When manager Willie Randolph started breaking out the Billy Martin references, you had to wonder if the Mets were internally asking the same question. “Maybe I’ll just do a Billy Martin and kick the food table,” Randolph said Wednesday afternoon, following that up with the pleasant suggestion that his club wasn’t “ready to cut their wrists or anything.”

The Mets are going to be tough to reconfigure if this is closer to the kind of team they really are. They lead the league in stolen bases, but didn’t play like a team that felt good about running and drawing walks. This means they are subject to the kind of batting slumps that ravaged them in Los Angeles. Reyes is their game-changer. Without him on base in front of Wright, they look like a team of designated hitters. That can be tough to change in the NL, even for Minaya, who is a love-him-or-hate-him figure inside baseball.

You will encounter front office people who believe that he is an arrogant climber. You will encounter those who privately say that Minaya has a preference for Latin players to the detriment of his player evaluation decisions. Some of those same people, however, will also say that he’s a solid club builder. Such is the way baseball works. Rarely does everyone agree.

What the Mets do agree on is that they need Pedro Martinez back. Martinez threw another side session this week, but the Mets say there is no answer to when he can go to the minor leagues to see how close his shoulder is to making a difference in their season.

Their starting pitching could be more fragile than they think it is. Maine is a nice command-oriented right-hander who can survive down-and-away, but unless he’s got pinpoint command, he’s going to have to battle.

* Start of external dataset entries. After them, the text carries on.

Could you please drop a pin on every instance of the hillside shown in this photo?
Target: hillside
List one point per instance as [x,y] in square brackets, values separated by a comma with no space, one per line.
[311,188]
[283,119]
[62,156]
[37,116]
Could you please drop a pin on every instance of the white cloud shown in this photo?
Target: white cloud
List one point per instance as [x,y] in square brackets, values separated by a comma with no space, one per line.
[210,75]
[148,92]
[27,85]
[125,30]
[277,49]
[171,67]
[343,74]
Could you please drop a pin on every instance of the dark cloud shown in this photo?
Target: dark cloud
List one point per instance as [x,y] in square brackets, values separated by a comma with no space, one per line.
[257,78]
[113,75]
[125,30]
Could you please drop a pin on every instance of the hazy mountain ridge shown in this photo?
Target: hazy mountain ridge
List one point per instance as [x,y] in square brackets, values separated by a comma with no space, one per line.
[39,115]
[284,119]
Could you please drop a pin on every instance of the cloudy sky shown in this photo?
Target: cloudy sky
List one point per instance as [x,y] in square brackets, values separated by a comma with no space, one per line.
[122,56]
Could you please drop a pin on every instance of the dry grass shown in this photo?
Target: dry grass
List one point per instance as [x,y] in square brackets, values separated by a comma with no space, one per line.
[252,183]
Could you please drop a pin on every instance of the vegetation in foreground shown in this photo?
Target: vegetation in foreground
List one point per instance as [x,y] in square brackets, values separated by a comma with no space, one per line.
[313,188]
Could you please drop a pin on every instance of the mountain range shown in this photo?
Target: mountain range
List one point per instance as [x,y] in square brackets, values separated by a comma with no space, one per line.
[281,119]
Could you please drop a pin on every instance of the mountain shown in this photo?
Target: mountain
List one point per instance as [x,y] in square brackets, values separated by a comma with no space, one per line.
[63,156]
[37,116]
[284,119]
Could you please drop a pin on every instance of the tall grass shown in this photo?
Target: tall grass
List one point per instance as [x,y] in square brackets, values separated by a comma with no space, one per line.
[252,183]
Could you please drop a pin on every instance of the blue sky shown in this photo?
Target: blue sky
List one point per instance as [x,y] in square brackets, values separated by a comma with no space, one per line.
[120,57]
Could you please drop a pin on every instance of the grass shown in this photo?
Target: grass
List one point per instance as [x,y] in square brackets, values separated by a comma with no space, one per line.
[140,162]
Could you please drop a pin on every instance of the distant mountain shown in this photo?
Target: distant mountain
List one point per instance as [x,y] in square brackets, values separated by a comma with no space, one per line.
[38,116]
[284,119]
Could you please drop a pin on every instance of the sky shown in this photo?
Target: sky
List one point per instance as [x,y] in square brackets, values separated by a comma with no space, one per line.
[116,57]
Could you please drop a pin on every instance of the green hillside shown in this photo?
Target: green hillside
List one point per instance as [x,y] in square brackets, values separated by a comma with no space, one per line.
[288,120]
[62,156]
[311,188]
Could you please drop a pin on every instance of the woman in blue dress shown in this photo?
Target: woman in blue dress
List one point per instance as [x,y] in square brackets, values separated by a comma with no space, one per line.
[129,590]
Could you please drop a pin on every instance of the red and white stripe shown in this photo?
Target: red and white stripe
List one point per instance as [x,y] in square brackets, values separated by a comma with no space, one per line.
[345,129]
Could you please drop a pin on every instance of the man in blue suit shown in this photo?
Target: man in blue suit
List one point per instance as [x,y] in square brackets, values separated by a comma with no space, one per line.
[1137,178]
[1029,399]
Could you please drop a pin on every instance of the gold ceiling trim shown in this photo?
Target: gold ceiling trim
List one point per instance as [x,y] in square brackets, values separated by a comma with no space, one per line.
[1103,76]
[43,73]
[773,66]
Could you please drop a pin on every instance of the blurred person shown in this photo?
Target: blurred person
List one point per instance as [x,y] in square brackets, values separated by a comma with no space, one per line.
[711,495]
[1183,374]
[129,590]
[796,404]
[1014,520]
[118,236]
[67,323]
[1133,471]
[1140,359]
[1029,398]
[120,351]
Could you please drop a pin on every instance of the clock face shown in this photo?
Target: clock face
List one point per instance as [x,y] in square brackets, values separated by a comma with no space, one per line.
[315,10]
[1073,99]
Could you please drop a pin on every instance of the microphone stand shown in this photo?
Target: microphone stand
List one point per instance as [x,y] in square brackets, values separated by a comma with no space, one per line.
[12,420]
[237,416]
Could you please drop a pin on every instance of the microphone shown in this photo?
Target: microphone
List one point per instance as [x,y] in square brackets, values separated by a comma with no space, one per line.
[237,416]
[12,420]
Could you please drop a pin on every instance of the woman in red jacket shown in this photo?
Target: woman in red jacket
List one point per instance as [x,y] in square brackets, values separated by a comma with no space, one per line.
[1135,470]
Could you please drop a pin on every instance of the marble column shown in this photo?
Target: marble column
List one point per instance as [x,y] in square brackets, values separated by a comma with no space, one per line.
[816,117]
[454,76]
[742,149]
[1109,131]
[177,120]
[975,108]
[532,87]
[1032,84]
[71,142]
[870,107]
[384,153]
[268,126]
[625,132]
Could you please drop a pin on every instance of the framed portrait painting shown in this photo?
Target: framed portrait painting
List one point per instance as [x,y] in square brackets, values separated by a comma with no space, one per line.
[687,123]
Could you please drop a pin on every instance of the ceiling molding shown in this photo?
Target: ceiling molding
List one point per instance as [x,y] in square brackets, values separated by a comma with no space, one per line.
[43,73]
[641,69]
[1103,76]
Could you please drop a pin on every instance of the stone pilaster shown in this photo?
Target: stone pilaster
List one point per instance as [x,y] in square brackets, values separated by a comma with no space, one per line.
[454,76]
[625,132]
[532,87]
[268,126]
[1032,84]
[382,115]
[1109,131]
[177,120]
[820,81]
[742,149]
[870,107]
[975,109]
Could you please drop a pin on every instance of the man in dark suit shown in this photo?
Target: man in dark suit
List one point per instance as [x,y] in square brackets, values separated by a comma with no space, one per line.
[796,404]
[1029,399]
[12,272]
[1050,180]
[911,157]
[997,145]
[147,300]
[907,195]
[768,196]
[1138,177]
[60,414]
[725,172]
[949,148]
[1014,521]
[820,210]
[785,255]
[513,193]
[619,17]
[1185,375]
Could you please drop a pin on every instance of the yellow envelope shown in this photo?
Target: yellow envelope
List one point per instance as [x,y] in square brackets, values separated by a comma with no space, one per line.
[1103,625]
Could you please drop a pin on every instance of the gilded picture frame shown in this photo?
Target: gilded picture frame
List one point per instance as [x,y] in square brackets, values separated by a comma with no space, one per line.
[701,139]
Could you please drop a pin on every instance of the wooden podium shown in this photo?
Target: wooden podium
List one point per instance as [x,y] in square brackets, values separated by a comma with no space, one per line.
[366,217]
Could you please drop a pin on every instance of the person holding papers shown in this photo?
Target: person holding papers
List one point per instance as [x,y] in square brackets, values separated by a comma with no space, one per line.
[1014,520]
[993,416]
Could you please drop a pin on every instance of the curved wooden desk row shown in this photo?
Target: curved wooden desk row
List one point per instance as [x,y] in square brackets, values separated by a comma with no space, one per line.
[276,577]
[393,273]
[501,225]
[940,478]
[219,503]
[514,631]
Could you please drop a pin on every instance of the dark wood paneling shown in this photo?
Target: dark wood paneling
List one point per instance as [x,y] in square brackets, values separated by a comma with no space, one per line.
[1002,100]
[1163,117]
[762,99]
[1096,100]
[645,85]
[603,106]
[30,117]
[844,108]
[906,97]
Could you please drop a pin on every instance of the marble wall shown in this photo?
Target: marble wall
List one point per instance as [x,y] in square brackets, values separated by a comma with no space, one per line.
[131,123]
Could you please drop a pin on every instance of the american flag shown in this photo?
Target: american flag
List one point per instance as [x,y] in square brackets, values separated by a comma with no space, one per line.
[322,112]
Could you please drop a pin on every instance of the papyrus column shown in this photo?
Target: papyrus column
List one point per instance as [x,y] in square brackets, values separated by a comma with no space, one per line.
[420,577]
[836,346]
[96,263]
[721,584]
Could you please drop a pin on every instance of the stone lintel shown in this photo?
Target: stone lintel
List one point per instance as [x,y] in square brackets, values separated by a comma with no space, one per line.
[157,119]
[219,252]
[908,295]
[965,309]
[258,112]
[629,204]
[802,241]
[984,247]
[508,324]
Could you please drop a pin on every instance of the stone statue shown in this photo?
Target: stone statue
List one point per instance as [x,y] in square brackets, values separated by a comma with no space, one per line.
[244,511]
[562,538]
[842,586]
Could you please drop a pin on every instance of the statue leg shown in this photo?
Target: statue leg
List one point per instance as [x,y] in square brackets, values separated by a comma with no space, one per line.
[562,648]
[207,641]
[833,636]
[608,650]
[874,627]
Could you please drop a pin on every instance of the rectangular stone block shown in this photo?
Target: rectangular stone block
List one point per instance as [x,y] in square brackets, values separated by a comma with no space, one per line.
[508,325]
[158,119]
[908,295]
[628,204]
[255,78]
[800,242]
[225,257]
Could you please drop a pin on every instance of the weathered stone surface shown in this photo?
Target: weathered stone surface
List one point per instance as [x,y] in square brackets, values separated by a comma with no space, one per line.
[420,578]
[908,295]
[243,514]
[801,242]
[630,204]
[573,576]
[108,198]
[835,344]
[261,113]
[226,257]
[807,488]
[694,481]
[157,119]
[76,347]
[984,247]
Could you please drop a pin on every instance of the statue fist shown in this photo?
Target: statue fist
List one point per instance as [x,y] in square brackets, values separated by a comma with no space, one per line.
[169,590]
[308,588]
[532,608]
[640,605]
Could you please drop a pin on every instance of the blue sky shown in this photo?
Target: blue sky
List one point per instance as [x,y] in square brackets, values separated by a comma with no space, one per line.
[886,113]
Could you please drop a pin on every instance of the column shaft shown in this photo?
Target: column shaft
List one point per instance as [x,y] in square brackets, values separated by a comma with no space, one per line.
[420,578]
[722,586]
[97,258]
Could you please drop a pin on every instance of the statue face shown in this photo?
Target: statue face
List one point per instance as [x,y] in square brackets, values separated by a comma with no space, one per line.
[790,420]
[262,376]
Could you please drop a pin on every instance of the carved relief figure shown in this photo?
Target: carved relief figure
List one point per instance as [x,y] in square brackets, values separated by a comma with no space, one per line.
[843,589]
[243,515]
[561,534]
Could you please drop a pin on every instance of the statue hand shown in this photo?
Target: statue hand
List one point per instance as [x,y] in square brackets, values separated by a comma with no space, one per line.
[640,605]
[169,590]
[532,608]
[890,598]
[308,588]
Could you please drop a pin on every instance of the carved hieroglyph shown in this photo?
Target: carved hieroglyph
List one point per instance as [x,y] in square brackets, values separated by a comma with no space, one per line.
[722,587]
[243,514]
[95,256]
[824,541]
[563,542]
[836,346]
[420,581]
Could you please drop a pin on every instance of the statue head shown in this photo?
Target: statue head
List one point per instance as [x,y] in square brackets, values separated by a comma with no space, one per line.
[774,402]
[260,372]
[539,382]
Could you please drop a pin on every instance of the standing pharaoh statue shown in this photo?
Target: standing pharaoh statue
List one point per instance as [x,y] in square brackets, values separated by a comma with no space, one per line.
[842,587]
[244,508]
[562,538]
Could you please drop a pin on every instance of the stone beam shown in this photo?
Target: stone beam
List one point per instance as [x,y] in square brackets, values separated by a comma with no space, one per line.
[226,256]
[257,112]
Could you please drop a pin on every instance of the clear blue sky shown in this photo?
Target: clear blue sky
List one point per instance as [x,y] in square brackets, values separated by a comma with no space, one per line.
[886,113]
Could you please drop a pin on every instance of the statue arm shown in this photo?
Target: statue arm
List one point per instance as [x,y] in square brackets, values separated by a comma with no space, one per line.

Tom Glavine, still as savvy as they come, is stalled at 295 victories. How much can they expect from a 41-year-old left-hander? Hernandez didn’t maintain his stuff long enough to beat the Dodgers. Sosa came undone after four innings. Oliver Perez is healthy again and throwing harder than he did last year. In the National League, this is probably enough starting pitching. But losing a series of close games to good teams is troubling for any club, at any time of the year.

“The good teams are the ones that knock it off after 10 games or so instead of it going on for six weeks,” Green said.

While the Mets looked for answers, Penny accused Green of espionage.

“I was a little mad at the time because he was giving the location of pitches,” Penny said. “When you do that, you get a reputation.”

Green laughed off Penny’s suggestion.

“He said I was giving location of pitches from second base, which wasn’t true,” Green said. “[That’s] a little bit of paranoia on their side. If you think someone is stealing signs, you change the signs, it’s that simple.”

The Mets would love to find exactly what combination of signs it will take for them to end their own struggle before their own paranoia gets the better of them.